HE Italian sculptors of the earlier half of the fifteenth century are more than mere forerunners of the great masters of its close, and often reach perfection, within the narrow limits which they chose to impose on their work. Their sculpture shares with the paintings of Botticelli and the churches of Brunelleschi that profound expressiveness, that intimate impress of an indwelling soul, which is the peculiar fascination of the art of Italy in that century. Their works have been much neglected, and often almost hidden away amid the frippery of modern decoration, and we come with some surprise on the places where their fire still smoulders. One longs to penetrate into the lives of the men who have given expression to so much power and sweetness. But it is part of the reserve, the austere dignity and simplicity of their existence, that their histories are for the most part lost, or told but briefly. From their lives, as from their work, all tumult of sound and colour has passed away. Mino, the Raphael of sculpture, Maso del Rodario, whose works add a further grace to [63/64] the church of Como, Donatello even, — one asks in vain for more than a shadowy outline of their actual days.
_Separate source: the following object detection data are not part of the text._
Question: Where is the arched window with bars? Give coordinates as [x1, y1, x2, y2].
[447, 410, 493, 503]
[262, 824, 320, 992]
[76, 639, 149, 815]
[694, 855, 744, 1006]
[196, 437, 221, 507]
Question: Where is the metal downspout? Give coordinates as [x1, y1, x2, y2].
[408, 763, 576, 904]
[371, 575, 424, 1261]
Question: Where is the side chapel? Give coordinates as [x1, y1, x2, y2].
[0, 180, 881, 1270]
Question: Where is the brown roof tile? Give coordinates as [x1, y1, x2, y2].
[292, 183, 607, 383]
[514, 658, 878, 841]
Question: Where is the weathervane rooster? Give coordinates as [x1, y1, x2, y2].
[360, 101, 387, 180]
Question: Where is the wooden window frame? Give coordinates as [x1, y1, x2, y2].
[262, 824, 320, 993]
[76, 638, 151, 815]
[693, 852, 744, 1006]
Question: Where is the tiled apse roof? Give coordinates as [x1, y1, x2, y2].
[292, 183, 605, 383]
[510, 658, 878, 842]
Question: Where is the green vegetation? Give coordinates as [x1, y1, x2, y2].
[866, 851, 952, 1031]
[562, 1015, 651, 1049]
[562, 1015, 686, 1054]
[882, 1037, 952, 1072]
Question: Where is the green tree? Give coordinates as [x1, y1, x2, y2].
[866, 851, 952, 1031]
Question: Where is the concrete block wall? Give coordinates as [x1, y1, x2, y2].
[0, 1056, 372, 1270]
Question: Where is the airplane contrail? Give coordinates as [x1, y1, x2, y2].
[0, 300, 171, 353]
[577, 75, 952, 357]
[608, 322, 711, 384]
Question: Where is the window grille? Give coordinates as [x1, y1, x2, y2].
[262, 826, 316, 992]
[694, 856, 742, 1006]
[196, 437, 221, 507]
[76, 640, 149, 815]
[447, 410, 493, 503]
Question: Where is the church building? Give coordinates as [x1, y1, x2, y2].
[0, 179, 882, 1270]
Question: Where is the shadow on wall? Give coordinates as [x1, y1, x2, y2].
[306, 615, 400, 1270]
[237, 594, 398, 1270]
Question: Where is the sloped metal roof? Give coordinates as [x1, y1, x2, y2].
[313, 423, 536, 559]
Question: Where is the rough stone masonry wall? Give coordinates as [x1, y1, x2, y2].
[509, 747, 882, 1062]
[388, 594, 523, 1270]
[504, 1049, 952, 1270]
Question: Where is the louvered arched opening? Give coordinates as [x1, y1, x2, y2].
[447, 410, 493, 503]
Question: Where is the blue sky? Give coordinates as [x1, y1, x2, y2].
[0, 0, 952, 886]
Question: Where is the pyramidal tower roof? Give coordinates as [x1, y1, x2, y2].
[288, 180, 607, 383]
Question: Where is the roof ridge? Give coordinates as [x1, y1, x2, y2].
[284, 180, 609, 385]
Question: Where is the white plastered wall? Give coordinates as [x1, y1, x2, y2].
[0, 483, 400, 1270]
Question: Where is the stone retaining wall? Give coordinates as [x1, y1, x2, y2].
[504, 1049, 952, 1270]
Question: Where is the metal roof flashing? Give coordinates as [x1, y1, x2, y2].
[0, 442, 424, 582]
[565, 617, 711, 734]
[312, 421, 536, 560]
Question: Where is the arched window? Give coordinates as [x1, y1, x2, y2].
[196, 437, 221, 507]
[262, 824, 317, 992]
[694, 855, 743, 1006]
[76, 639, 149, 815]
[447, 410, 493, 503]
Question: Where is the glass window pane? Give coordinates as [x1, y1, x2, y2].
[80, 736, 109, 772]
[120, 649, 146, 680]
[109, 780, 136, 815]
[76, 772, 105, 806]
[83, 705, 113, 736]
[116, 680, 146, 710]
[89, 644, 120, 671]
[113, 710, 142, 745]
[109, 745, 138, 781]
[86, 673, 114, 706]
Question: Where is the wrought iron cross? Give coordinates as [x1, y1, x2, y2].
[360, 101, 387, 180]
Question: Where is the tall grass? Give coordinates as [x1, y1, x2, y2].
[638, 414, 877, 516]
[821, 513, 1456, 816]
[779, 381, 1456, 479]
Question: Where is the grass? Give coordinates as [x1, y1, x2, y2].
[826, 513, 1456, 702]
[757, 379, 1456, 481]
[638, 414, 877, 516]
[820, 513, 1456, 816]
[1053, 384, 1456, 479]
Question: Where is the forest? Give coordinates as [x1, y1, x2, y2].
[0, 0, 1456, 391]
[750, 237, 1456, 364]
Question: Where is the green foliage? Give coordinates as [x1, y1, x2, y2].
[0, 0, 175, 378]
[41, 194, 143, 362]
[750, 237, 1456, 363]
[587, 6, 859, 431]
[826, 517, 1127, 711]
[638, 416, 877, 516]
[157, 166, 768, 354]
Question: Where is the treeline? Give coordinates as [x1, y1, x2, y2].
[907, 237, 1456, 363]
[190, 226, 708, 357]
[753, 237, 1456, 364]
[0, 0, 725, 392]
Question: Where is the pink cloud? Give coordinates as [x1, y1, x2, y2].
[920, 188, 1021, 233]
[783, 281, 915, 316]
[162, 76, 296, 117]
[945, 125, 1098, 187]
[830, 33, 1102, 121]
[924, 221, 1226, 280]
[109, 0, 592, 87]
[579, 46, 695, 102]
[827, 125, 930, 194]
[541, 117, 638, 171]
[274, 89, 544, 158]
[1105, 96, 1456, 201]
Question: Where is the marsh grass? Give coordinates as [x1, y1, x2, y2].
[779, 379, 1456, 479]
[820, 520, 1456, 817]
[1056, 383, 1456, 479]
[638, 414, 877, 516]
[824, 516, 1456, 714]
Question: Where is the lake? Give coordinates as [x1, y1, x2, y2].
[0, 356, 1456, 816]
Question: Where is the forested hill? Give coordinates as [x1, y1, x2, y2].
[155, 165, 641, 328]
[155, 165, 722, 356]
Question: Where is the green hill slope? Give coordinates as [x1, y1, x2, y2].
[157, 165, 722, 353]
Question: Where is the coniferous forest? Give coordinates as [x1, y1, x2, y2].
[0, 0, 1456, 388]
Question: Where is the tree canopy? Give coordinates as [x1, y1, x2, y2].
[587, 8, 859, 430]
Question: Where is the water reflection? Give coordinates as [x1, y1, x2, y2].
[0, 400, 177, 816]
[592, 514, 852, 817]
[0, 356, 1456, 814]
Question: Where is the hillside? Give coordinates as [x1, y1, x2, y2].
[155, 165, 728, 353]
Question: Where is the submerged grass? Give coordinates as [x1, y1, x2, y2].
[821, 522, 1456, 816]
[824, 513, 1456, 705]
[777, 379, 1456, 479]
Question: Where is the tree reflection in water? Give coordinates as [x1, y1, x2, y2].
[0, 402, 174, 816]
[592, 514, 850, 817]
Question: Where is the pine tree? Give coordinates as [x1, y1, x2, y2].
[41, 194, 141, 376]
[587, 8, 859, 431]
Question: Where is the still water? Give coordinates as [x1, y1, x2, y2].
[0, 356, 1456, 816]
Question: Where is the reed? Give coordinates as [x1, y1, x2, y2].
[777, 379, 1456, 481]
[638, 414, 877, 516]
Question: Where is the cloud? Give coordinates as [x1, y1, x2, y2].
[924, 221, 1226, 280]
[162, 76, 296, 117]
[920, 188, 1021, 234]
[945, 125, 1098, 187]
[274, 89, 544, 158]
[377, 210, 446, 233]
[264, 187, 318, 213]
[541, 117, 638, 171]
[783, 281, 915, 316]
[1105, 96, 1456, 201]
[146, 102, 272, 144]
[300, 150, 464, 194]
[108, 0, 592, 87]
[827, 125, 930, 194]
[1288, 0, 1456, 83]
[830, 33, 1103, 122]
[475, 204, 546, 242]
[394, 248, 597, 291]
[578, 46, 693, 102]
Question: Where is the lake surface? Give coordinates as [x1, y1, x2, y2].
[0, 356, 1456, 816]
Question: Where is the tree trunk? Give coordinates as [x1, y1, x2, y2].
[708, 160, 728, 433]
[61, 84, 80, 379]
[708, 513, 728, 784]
Something more remains of Luca della Robbia; something more of a history, of outward changes and fortunes, is expressed through his work. I suppose nothing brings the real air of a Tuscan town so vividly to mind as those pieces of pale blue and white earthenware, by which he is best known, like fragments of the milky sky itself, fallen into the cool streets, and breaking into the darkened churches. And no work is less imitable: like Tuscan wine, it loses its savour when moved from its birthplace, from the crumbling walls where it was first placed. Part of the charm of this work, its grace and purity and finish of expression, is common to all the Tuscan sculptors of the fifteenth century; for Luca was first of all a worker in marble, and his works in terra cotta only transfer to a different material the principles of his sculpture.
These Tuscan sculptors of the fifteenth century worked for the most part in low relief, giving even to their monumental effigies something of its depression of surface, getting into them by this means a pathetic suggestion of the wasting and etherealisation of death. They are haters of all heaviness and emphasis, of strongly-opposed light and shade, and seek their means of delineation among those last refinements of shadow, which are almost invisible except in a strong [64/65] light, and which the finest pencil can hardly follow. The whole essence of their work is expression, the passing of a smile over the face of a child, the ripple of the air on a still day over the curtain of a window ajar.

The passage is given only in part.